Alke, who has won four straight races, breezed a half-mile in 48 seconds Thursday. He also will run in the Dubai Golden Shaheen. Host, working for the UAE Derby, went five furlongs in 1:01.60. Those two, along with Harmony Lodge and Hard Buck, are the other south Florida horses heading to Dubai.

Dedication's swan song

Dedication, a Group 1 winner against males in France, will make the final start of her career in Saturday's $60,000 Marshua's River Stakes for fillies and mares at one mile on turf.

Trainer Christophe Clement said Dedication would be bred later this spring.

Dedication, a French-bred, came to Clement last year, but has managed only one win from six starts, and that came in allowance company. She lost to Heat Haze by only a neck when she ran third in the Grade 1 Matriarch last November at Hollywood Park.

"She's been a very unlucky filly," Clement said. "In the Noble Damsel, she made the lead a bit too quickly and was very aggressive. In the Matriarch, she ran a huge race and was only beaten a neck and a nose to Heat Haze. Unfortunately, she will become a broodmare after this.''

Before finishing last in the Grade 3 Shirley Jones Handicap last month, Dedication had made all of her previous starts on turf.

"There was nothing [on turf] for her in February," Clement said. "She always trained well on dirt, so I said we'll give it a try. If it was a mistake, no problem, we'll go back to the turf."

Short field for Rampart

Sightseek, the probable favorite for Sunday's Grade 2, $200,000 Rampart Handicap, arrived here from Southern California on Wednesday. She simply walked the shed row on Thursday.

Sightseek won four consecutive Grade 1 races last year, but finished fourth as the favorite in the Breeders' Cup Distaff. She also ran fourth in the Grade 1 Santa Monica. Sightseek, trained by Bobby Frankel, will be the 121-pound starting highweight in the nine-furlong Rampart.

The only other confirmed runners as of Thursday were Roar Emotion, the Sabin Handicap winner, and Lead Story, third in the Sabin. Scapade is possible.

Second of June mending nicely

Second of June became the first casualty on this year's Kentucky Derby trail when he came out of his game second-place finish to Read the Footnotes in the Grade 2 Fountain of Youth Stakes with a condylar fracture of his cannon bone. But trainer Bill Cesare reports his horse is already well on the road to recover.

Second of June underwent surgery the morning after the Fountain of Youth. Three screws were used to fuse the fracture, which was not displaced.

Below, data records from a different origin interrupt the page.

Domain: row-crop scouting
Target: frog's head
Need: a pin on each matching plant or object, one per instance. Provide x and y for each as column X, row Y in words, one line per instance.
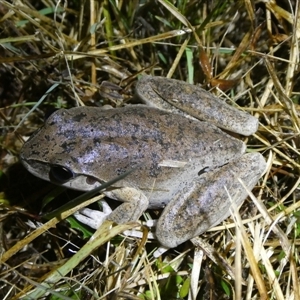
column 49, row 155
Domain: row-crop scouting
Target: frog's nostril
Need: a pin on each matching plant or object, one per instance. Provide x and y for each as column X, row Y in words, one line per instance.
column 59, row 174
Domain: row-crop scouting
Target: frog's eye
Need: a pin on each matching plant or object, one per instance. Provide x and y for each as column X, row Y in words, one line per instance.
column 202, row 171
column 60, row 174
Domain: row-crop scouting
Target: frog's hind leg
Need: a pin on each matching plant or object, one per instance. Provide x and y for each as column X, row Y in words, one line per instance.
column 204, row 202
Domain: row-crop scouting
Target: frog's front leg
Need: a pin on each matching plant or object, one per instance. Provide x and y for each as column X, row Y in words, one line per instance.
column 133, row 206
column 205, row 201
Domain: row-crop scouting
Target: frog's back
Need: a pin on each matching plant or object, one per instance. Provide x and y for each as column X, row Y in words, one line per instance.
column 168, row 149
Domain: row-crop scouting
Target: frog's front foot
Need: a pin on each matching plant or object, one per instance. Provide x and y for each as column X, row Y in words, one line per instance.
column 93, row 218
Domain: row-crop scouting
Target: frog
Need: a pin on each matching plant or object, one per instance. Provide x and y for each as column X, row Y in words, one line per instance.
column 177, row 140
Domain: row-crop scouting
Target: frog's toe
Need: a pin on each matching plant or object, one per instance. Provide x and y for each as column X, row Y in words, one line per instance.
column 93, row 218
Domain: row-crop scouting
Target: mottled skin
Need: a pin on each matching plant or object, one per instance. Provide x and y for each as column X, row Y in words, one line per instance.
column 169, row 150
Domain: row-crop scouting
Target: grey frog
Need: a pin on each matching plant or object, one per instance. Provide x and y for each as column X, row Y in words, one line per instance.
column 186, row 166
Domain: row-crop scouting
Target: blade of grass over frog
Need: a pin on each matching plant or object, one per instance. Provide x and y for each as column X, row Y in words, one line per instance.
column 190, row 65
column 40, row 230
column 87, row 195
column 54, row 86
column 102, row 235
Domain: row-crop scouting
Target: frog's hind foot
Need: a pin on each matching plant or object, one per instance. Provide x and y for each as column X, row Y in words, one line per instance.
column 93, row 218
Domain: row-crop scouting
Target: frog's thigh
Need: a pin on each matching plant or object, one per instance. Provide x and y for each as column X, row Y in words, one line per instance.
column 134, row 204
column 204, row 202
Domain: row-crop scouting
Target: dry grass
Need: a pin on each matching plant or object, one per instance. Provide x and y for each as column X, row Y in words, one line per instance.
column 68, row 53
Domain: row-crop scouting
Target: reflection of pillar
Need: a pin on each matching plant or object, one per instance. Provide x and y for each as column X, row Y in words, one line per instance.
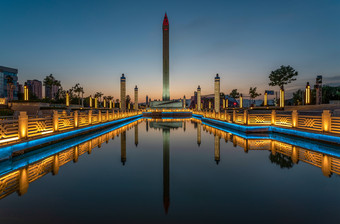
column 217, row 149
column 55, row 165
column 123, row 147
column 23, row 181
column 136, row 135
column 198, row 134
column 217, row 94
column 326, row 166
column 166, row 169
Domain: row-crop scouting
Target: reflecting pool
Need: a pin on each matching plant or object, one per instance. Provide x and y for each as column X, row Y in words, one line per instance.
column 173, row 171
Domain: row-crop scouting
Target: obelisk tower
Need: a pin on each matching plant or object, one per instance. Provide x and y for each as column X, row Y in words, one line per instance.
column 123, row 92
column 166, row 90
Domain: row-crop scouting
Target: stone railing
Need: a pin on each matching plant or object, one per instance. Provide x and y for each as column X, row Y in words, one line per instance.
column 322, row 122
column 25, row 127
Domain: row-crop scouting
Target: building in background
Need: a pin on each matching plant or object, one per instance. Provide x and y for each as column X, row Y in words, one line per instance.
column 8, row 83
column 51, row 91
column 35, row 88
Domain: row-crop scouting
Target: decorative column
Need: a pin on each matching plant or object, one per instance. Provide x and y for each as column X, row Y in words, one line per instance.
column 25, row 92
column 217, row 94
column 184, row 102
column 307, row 94
column 282, row 97
column 241, row 101
column 67, row 99
column 55, row 121
column 76, row 120
column 199, row 98
column 136, row 98
column 326, row 120
column 23, row 125
column 123, row 92
column 294, row 118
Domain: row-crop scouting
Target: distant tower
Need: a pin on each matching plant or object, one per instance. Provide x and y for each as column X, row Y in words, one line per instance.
column 136, row 98
column 166, row 89
column 199, row 98
column 123, row 92
column 217, row 94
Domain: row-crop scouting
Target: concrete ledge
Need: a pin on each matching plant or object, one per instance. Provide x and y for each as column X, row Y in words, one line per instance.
column 7, row 151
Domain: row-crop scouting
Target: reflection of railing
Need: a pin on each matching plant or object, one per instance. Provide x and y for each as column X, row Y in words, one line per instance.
column 327, row 163
column 19, row 180
column 29, row 126
column 324, row 122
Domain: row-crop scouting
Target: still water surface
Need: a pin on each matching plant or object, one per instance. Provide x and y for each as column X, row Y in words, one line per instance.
column 171, row 171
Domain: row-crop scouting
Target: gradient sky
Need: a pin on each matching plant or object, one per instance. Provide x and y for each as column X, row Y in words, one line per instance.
column 94, row 42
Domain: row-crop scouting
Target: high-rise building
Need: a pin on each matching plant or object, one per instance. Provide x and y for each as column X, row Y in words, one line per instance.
column 8, row 83
column 35, row 88
column 166, row 88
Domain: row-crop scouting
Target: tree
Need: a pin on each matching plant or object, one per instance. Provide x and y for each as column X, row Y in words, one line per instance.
column 253, row 94
column 282, row 76
column 234, row 94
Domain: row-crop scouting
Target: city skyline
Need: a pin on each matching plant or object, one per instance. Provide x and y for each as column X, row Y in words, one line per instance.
column 94, row 44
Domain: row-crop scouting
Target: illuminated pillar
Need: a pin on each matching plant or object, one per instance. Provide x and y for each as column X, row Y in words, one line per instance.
column 67, row 99
column 326, row 120
column 282, row 97
column 90, row 116
column 55, row 165
column 217, row 94
column 23, row 125
column 136, row 98
column 307, row 94
column 23, row 181
column 295, row 118
column 295, row 155
column 123, row 147
column 166, row 168
column 55, row 121
column 75, row 154
column 217, row 149
column 76, row 119
column 25, row 92
column 273, row 119
column 326, row 166
column 241, row 101
column 136, row 135
column 198, row 134
column 184, row 102
column 199, row 98
column 123, row 92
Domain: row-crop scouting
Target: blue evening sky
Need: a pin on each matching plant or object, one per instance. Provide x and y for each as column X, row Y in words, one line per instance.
column 94, row 42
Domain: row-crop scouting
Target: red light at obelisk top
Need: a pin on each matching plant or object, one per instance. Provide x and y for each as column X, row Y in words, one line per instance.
column 165, row 22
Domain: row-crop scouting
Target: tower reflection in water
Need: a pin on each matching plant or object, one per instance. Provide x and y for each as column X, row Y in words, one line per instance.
column 18, row 173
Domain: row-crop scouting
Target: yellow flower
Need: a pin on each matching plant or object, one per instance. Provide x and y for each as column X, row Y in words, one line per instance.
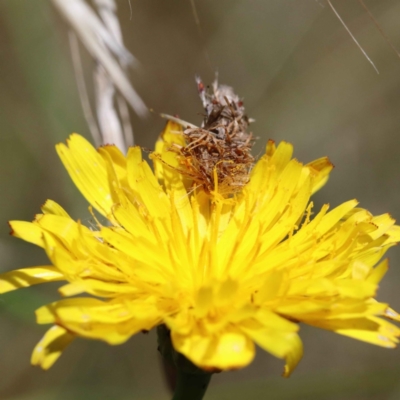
column 222, row 273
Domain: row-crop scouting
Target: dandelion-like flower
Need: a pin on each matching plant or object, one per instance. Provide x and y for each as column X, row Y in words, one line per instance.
column 222, row 272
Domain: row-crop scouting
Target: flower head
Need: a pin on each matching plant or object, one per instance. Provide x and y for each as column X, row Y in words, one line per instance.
column 221, row 271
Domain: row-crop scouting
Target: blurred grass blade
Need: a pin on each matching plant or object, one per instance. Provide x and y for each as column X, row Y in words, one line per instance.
column 102, row 45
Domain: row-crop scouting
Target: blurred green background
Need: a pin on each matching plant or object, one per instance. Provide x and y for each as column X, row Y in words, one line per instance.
column 302, row 79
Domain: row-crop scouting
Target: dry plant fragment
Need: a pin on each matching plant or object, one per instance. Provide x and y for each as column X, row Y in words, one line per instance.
column 217, row 156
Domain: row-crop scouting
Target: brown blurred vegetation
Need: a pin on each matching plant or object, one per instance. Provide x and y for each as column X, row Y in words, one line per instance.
column 302, row 79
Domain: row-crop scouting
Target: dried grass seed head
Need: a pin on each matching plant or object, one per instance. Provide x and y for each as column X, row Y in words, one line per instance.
column 217, row 156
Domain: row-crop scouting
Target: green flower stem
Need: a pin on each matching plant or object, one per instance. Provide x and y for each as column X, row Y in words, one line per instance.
column 191, row 386
column 191, row 381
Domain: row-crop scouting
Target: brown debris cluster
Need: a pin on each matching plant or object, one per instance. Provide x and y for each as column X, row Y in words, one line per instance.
column 221, row 147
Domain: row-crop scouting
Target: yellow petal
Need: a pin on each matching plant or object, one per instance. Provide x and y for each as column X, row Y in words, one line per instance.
column 227, row 350
column 87, row 169
column 51, row 346
column 28, row 231
column 281, row 345
column 51, row 207
column 320, row 170
column 26, row 277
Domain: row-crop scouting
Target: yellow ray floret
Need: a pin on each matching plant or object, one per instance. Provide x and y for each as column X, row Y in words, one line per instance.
column 222, row 273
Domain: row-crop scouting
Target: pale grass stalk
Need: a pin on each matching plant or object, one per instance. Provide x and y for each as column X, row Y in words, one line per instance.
column 102, row 38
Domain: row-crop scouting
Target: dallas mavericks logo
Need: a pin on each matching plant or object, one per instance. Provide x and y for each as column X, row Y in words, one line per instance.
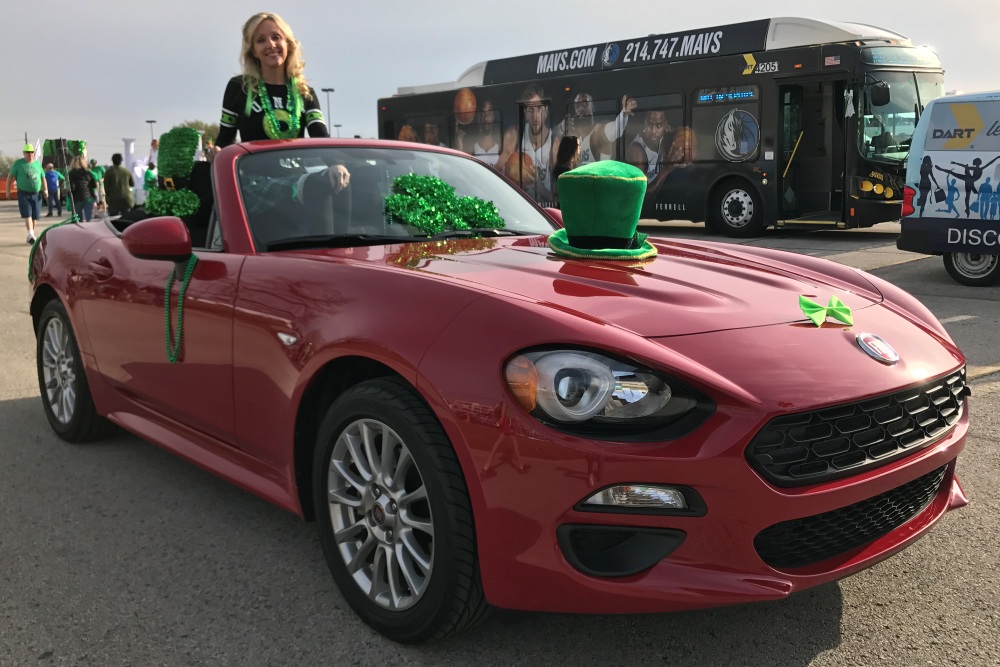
column 610, row 55
column 737, row 135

"They took X-rays 15 days after his surgery and you couldn't see the fracture line it's healing so well," said Cesare, who has kept Second of June with him at Calder during the recuperation process. "They'll take another set of X-rays in about a month, and if they look okay he can start shed-rowing once again. If all went well I could have him galloping sometime in May. My vet said if I follow his instructions this horse would come back better than ever."